Betty (Genevieve Kinney) has just graduated high school and looks forward to a summer of debauchery with her best gal-pal Ruby (Kate Meehan, channeling her inner Harley Quinn), who has spent the winter whittling a couple of newfangled contraptions called "surfboards." Local rich man and token evil genius Doctor von Outtesbutte (Nate Dunaway in a hilarious Pantalone turn) would rather all the gross poor people be gone from the beach and enlists the help of PTSD-riddled Captain Stoneheart (Aaron Johnson) in cleaning up the boardwalk. Betty, though, has caught the eye of Outtesbutte's sensitive son Teddy (Adam Rodriguez, a perfect sad clown), who typically spends his days painting sunsets at the beach. As the story unfolds – led with narration, music, and live sound effects by bait shop owner Uomo Verme (loosely translated as "worm man" ... get it?), played by Dylan Blackthorne – we gather bits about the origin of Stoneheart's fear of the ocean and slowly learn not all is as it seems with Ruby, who isn't at all happy about the blossoming romance between Teddy and Betty. Ruby also seems rather attached to an old book bound by – wait, is that human skin?!

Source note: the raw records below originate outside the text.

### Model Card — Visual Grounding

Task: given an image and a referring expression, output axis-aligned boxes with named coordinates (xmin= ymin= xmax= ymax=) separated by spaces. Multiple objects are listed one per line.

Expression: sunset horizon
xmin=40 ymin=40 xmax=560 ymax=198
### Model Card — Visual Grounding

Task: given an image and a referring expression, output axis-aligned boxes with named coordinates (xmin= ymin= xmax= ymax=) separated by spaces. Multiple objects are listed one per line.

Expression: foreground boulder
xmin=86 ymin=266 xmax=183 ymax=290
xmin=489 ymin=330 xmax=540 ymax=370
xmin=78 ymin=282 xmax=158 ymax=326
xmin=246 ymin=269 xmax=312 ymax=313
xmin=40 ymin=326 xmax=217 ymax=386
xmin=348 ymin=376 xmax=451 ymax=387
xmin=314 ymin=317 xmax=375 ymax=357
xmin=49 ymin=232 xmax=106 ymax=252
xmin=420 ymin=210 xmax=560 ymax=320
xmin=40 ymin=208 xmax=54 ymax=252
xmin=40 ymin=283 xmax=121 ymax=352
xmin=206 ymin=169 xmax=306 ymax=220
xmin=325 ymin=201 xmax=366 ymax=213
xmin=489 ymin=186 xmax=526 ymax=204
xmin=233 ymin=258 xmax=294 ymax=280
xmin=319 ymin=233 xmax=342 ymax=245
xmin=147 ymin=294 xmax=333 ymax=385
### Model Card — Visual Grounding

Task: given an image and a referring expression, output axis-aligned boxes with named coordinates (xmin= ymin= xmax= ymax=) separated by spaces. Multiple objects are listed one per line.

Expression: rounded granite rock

Look, "Cthulhu" is in the damn title, so I don't feel bad about revealing the eventual appearance of the Dread Outer God, but I won't spoil how the show gets there. The evening is packed with music (Blackthorne) and dance (Kinney), with fantastic costumes by Aaron Flynn and props by Meehan and Rodriguez. Toby Minor provides the fight choreography, and Tatiana Jitkoff the monster itself. Rodriguez is also responsible for the scenic design; a backdrop of a beach, with clever use of a sun and moon on either side of the stage, each illuminated to appropriately designate the time of day.
One needn't be incredibly familiar with commedia or the work of H.P. Lovecraft to fully appreciate the melodramatic zaniness on view here, but it certainly wouldn't hurt. It's an incredibly fun romp, though it does feel a little long at times – a fact not aided by its setting on the outdoor stage at the Vortex/Butterfly Bar, where it can still feel rather sweltering even at the show's 10pm start time. La Fenice is certainly not in control of the weather, though, so grab a cool brew from the bar and give yourself over to the evil fun.